No Hollywood Mogul has announced making a disaster movie about the year 2020, unlike many movies that are usually shot even as real-life events are unfolding. I love the multi-star movies where huge chunks of humanity is in trouble while our hero, his girlfriend and a child from our protagonist’s previous marriage escape from utter chaos to massive destruction, without a scratch.

The first such movie I watched on the big screen had the handsome star Paul Newman with other big names like Steve McQueen and William Holden, and was called Towering Inferno, I am not sure, but it may have been in 70mm, where the negative is more than three times the size of the regular 35mm film, and wider, giving the viewer a humongous view of events.

My friends and I enjoyed this blockbuster from the front row seats, after we barely managed to get into the theatre, escaping the disappointed and angry queue of fans outside, with our precious tickets that we finally snatched from the box office window after waiting in line for hours. The neck ache and the blasting that our ears got from the blaring speakers was an experience that well, could not be forgotten.

The only problem with such movies was that your favourites characters are killed off as fast as they come on screen and die a horrendous death even as the star’s back story is being built up. The Pandemic of 2020 may not be very cinematic for filmmakers because while the fear is palpable (you keep on hearing of someone or the other dying, or a celebrity struggling in a hospital bed), the events are happening without any special effects and so very quietly, and that does not pull in the audiences.

Movies based on disease transmitted from animals have been made before. Movies such as Outbreak, Pandemic, the horrifying Quarantine, and the zombie movie, World War Z and Contagion, that killed off the heroine right in the beginning. I have lived through another outbreak from animals where scientists were at first not sure whether it was animals that were killing off people.

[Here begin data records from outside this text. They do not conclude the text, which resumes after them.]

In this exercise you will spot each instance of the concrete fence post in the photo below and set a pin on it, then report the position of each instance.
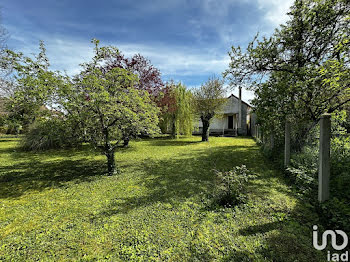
(324, 158)
(287, 144)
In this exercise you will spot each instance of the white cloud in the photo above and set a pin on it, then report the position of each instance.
(275, 10)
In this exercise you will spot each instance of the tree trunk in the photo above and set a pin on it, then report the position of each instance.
(109, 152)
(126, 141)
(110, 161)
(205, 134)
(173, 129)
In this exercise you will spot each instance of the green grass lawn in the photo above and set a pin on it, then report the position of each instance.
(59, 205)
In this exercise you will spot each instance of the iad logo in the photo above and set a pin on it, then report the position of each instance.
(334, 256)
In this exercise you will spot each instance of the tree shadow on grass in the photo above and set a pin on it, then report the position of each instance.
(186, 175)
(35, 175)
(173, 142)
(288, 235)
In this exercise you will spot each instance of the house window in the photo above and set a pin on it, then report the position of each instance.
(230, 122)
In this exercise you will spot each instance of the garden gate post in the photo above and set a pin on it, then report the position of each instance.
(324, 158)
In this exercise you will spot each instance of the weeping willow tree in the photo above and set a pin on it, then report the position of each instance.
(177, 114)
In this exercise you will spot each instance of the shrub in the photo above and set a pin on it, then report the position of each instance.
(48, 133)
(231, 186)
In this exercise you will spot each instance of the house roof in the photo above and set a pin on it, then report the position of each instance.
(232, 95)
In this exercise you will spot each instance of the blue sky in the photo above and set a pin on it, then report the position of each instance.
(187, 40)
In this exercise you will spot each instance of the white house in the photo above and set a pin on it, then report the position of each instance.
(236, 118)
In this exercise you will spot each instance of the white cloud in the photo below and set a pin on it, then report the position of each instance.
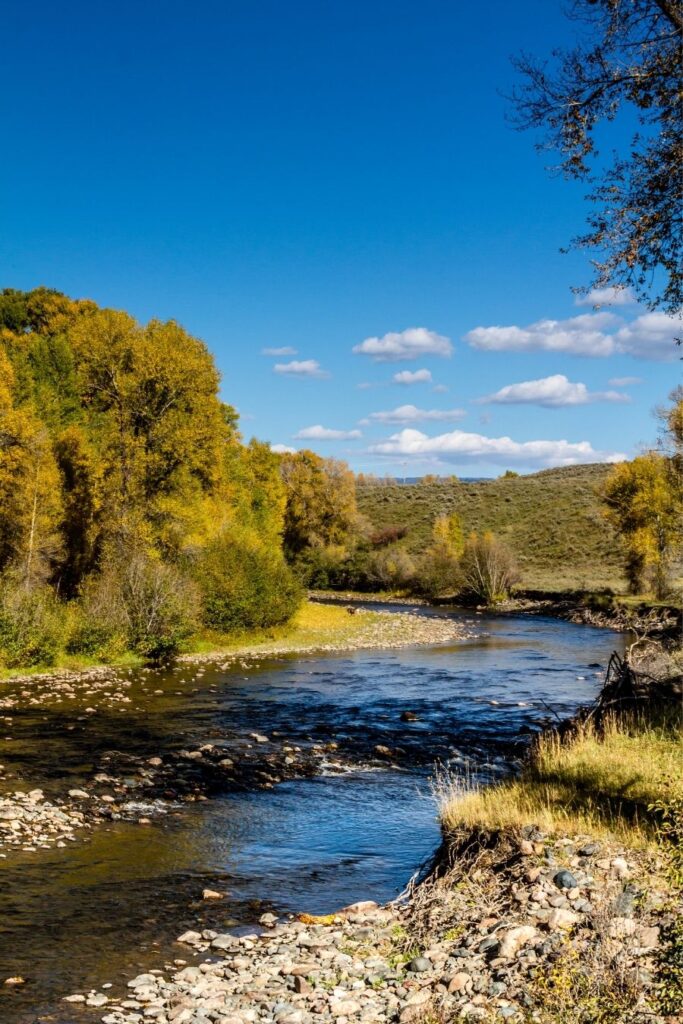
(319, 433)
(410, 344)
(606, 297)
(583, 335)
(300, 368)
(553, 392)
(461, 448)
(650, 336)
(411, 414)
(413, 377)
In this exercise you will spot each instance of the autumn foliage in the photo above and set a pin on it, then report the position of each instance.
(126, 492)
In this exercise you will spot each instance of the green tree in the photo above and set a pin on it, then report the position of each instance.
(626, 66)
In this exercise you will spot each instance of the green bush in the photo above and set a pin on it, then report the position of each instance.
(32, 626)
(244, 584)
(93, 632)
(136, 602)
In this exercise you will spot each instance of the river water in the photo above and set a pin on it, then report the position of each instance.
(111, 904)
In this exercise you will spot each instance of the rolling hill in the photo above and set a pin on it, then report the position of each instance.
(552, 520)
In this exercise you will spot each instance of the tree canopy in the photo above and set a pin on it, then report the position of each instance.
(626, 67)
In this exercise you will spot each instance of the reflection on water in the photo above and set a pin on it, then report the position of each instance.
(112, 904)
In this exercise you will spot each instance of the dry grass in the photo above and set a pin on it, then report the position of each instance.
(591, 784)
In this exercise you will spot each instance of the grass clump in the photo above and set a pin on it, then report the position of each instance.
(593, 782)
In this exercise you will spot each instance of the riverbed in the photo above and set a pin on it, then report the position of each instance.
(112, 902)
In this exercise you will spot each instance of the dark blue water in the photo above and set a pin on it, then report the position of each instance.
(75, 918)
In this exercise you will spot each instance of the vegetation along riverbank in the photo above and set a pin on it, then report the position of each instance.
(555, 897)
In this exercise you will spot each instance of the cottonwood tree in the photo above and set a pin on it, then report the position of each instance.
(487, 567)
(627, 67)
(644, 507)
(321, 502)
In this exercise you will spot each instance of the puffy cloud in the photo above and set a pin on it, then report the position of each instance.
(300, 368)
(606, 297)
(650, 336)
(583, 335)
(410, 344)
(413, 377)
(411, 414)
(553, 392)
(461, 448)
(319, 433)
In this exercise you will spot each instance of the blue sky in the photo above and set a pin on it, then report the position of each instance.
(312, 176)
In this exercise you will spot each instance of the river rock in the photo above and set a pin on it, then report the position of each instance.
(565, 880)
(513, 940)
(560, 920)
(419, 965)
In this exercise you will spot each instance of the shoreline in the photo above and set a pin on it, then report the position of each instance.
(365, 630)
(500, 934)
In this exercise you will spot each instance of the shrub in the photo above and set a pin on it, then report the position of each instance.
(488, 569)
(438, 572)
(136, 601)
(387, 536)
(244, 584)
(390, 568)
(32, 626)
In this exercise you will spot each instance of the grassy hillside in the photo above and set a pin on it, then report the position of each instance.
(552, 520)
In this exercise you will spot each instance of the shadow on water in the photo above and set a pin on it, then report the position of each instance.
(112, 903)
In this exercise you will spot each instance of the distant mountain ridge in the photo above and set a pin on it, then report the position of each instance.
(552, 520)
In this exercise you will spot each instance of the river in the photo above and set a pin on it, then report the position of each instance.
(111, 904)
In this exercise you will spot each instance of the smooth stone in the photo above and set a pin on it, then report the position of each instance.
(565, 880)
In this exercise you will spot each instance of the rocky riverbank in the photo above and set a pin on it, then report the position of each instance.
(513, 931)
(140, 787)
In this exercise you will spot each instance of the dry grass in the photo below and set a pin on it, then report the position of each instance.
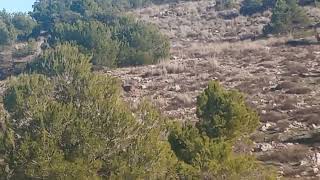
(213, 49)
(173, 68)
(293, 153)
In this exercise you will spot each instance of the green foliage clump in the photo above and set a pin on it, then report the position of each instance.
(28, 49)
(7, 31)
(224, 4)
(23, 24)
(99, 29)
(140, 43)
(202, 157)
(205, 150)
(14, 27)
(224, 113)
(286, 15)
(73, 124)
(250, 7)
(94, 36)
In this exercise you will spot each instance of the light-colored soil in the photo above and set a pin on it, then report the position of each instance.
(281, 82)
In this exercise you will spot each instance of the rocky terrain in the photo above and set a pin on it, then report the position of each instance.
(281, 81)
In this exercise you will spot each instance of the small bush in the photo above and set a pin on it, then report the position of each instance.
(25, 51)
(286, 16)
(250, 7)
(224, 5)
(224, 113)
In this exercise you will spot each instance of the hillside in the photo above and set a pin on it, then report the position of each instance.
(280, 81)
(160, 89)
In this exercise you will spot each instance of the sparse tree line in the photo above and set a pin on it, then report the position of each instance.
(62, 121)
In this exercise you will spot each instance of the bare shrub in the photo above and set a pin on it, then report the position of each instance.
(184, 99)
(294, 153)
(273, 116)
(174, 68)
(299, 90)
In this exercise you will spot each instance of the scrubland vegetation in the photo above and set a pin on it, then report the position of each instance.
(61, 120)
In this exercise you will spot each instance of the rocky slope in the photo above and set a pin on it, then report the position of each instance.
(280, 81)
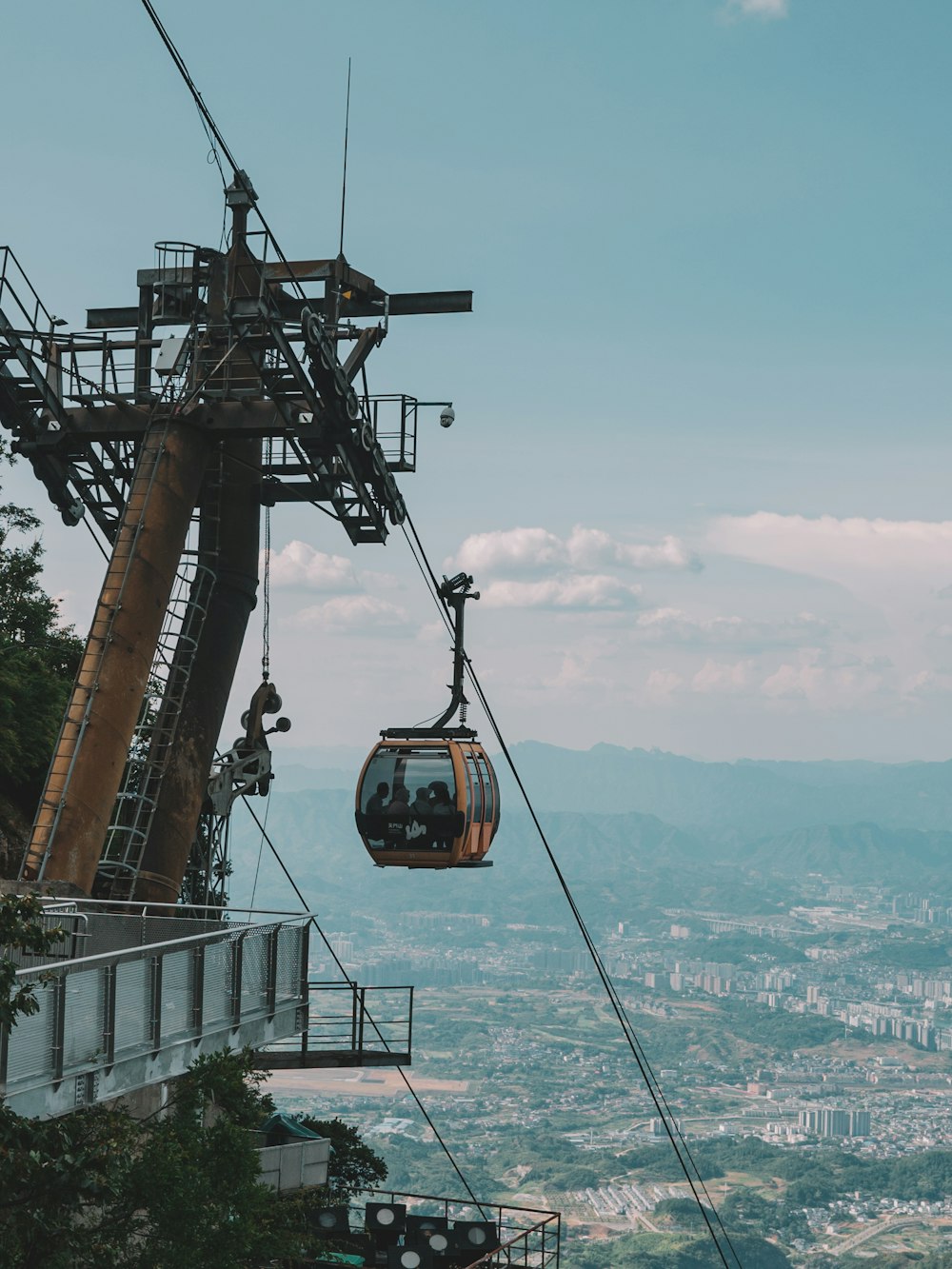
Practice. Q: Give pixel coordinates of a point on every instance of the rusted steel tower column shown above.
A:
(186, 782)
(90, 755)
(228, 544)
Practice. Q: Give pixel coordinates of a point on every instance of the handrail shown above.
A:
(139, 951)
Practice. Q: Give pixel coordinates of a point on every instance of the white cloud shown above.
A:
(928, 684)
(358, 614)
(723, 678)
(533, 551)
(662, 684)
(510, 551)
(673, 625)
(590, 548)
(577, 591)
(830, 547)
(300, 565)
(826, 683)
(757, 9)
(575, 671)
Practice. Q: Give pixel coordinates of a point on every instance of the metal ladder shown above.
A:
(155, 731)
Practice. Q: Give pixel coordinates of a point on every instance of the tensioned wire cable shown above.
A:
(410, 1089)
(680, 1145)
(644, 1066)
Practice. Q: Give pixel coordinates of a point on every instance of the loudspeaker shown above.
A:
(330, 1219)
(476, 1237)
(415, 1256)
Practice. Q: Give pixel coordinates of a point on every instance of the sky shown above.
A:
(701, 453)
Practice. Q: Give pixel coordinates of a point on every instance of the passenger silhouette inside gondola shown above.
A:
(399, 816)
(375, 803)
(442, 808)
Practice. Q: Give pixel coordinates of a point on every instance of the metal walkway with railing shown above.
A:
(136, 998)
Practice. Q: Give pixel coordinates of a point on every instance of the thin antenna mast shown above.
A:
(347, 129)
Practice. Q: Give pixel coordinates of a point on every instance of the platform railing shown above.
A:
(140, 1013)
(349, 1025)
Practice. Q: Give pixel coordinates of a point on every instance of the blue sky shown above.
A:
(701, 457)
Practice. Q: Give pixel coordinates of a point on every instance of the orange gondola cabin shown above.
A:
(428, 797)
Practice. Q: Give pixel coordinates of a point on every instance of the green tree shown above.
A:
(353, 1165)
(21, 933)
(38, 658)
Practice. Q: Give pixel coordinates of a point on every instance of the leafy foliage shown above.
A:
(99, 1189)
(21, 932)
(38, 656)
(353, 1165)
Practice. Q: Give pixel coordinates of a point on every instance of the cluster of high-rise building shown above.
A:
(829, 1122)
(922, 910)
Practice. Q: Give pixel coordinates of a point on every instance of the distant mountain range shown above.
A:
(749, 797)
(731, 837)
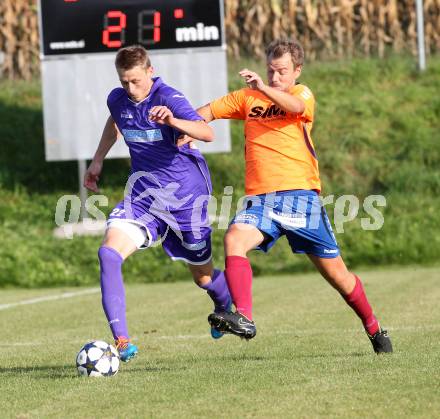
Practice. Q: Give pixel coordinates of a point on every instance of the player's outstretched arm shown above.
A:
(206, 113)
(108, 138)
(196, 129)
(284, 100)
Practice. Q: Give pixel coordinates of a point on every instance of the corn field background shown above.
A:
(328, 29)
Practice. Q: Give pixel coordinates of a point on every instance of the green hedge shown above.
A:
(376, 132)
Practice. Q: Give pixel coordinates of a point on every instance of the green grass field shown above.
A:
(376, 133)
(310, 357)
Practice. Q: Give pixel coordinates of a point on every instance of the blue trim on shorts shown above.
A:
(298, 215)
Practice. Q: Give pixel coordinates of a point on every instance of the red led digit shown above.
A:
(178, 13)
(119, 28)
(144, 37)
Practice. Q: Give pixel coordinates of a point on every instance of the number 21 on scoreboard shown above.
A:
(115, 22)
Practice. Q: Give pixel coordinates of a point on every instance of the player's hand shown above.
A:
(92, 176)
(184, 139)
(160, 114)
(252, 79)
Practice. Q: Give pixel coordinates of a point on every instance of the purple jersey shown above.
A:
(159, 169)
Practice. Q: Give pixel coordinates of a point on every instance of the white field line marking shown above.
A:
(50, 298)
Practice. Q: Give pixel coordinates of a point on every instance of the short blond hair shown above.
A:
(279, 47)
(132, 56)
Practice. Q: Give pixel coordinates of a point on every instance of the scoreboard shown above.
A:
(90, 26)
(78, 43)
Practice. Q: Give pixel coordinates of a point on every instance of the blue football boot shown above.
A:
(126, 349)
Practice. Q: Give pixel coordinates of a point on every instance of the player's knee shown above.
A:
(109, 258)
(233, 244)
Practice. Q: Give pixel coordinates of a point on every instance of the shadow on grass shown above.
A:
(23, 161)
(327, 355)
(42, 371)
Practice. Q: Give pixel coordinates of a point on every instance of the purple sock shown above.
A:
(112, 289)
(218, 290)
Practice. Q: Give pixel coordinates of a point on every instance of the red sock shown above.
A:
(357, 300)
(239, 278)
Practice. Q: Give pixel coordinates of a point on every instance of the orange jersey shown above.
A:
(279, 150)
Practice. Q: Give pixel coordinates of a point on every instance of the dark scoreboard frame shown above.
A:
(99, 26)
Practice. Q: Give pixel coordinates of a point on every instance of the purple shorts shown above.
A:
(184, 235)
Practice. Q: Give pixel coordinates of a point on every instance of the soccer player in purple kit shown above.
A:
(166, 195)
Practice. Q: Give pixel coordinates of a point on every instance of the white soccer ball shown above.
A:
(97, 359)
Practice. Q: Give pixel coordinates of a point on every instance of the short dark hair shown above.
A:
(279, 47)
(129, 57)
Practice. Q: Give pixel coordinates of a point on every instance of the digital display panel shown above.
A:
(95, 26)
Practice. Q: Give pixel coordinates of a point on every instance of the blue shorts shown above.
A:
(170, 229)
(297, 214)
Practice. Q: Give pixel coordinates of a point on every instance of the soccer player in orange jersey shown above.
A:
(282, 187)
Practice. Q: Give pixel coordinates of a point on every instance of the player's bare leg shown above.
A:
(239, 239)
(116, 247)
(351, 289)
(214, 282)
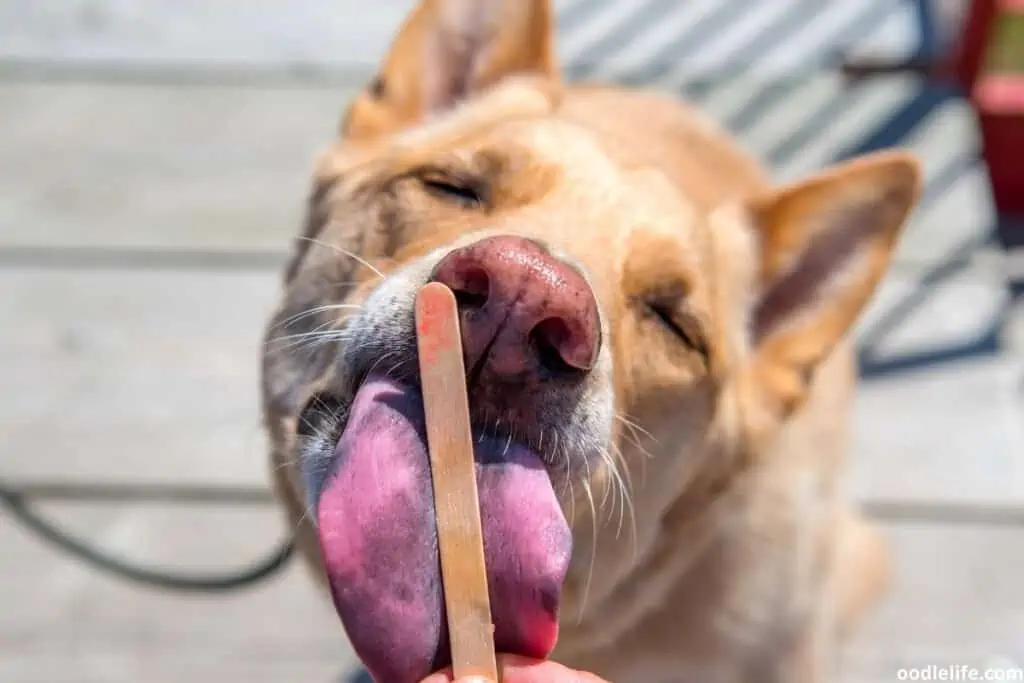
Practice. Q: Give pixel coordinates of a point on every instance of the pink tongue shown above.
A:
(379, 541)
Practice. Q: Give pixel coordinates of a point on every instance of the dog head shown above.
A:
(611, 325)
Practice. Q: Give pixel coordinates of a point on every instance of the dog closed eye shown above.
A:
(683, 327)
(453, 187)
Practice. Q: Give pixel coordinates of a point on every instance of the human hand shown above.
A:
(516, 669)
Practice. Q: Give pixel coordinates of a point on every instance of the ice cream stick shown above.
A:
(457, 506)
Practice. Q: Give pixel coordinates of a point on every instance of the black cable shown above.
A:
(219, 583)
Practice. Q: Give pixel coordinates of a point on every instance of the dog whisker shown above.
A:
(593, 553)
(313, 311)
(345, 252)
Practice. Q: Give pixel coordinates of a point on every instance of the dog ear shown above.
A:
(824, 246)
(449, 49)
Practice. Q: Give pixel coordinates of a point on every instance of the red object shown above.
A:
(998, 99)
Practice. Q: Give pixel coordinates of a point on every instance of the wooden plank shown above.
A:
(88, 165)
(262, 33)
(957, 599)
(64, 623)
(133, 376)
(274, 35)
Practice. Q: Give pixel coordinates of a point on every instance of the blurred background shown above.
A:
(154, 162)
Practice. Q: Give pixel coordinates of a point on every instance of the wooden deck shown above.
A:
(143, 218)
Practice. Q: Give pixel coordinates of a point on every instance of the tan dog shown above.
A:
(655, 342)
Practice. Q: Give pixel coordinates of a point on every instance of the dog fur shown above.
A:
(715, 544)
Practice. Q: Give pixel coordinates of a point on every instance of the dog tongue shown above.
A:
(379, 540)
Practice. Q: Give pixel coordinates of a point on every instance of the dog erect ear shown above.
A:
(824, 246)
(449, 49)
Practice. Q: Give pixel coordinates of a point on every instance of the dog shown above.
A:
(659, 371)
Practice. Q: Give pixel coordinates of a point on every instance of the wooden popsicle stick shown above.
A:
(450, 442)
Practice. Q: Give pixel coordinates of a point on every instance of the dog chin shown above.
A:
(379, 541)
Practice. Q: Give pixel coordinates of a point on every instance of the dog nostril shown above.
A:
(473, 288)
(552, 340)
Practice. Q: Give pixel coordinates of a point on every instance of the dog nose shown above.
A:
(524, 314)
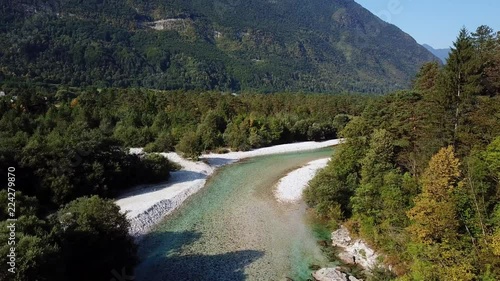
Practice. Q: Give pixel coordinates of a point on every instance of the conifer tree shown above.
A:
(461, 82)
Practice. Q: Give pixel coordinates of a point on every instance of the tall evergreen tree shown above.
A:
(461, 83)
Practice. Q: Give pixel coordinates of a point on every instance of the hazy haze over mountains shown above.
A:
(258, 45)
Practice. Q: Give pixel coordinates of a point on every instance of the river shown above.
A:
(233, 229)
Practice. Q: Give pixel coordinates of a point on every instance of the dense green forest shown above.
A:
(419, 174)
(69, 144)
(258, 46)
(81, 82)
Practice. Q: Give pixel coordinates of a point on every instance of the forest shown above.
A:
(210, 45)
(418, 176)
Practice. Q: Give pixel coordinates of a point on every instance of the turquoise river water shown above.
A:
(234, 229)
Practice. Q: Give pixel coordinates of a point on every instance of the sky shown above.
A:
(436, 22)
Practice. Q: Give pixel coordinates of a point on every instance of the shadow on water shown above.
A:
(168, 262)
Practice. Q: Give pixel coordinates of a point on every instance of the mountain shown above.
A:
(257, 45)
(442, 54)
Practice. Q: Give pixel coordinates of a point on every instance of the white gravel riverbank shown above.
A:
(145, 206)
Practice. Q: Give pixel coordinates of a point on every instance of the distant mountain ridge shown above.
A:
(254, 45)
(442, 54)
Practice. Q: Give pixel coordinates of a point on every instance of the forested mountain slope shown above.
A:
(268, 46)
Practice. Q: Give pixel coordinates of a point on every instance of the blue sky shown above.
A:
(436, 22)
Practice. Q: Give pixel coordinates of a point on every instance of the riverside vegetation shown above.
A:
(70, 146)
(418, 176)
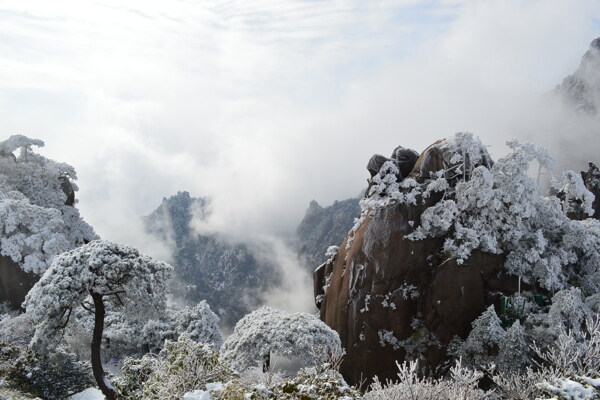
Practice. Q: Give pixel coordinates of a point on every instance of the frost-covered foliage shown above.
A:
(577, 198)
(131, 282)
(462, 384)
(16, 329)
(198, 323)
(308, 384)
(267, 331)
(568, 323)
(51, 377)
(500, 210)
(568, 367)
(567, 389)
(127, 337)
(482, 344)
(37, 216)
(182, 366)
(30, 235)
(497, 208)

The illness had an impressive name, Middle East Respiratory Syndrome, and as the name suggests, it attacked your breathing capability and the victims had high fever and a bad cough. Then we found out that it could be bats and strangely the bats themselves never got sick. It travelled rapidly from Saudi Arabia (where I was) and stories started emerging of nurses and front-line medical staff dying or getting very sick and it was attacking people that were unfortunately already sick from other diseases.

Push back against wearing a mask

A movie about Coronavirus (with the politically correct name of Covid-19) would still make a compelling story, about how people across the world pushed back against a basic thing such as wearing a mask, or how different leaders reacted to a national emergency.

And sadly, given the inkling that the pandemic was far worse than initially thought of, some nations did not issue urgent warnings regarding the same. Perhaps early warnings from experts were not dire enough to take action and pre-empt it. Who knows?

One of the many things that Coronavirus has subdued are movie theatres and pleasurable stuff such as mall walking. Even though the theatres were opened after the first wave of the pandemic, people in India were hesitant of sitting with their own kind in a darkened and enclosed place.

Movies about the pandemic will eventually be made in the future. Either it will be featured on the OTT (Over-The-Top) media service that is streamed on to your Tv screen, or maybe Bollywood will make it. They would scratch their heads hard though — whether to put songs and scenic locales in such a movie.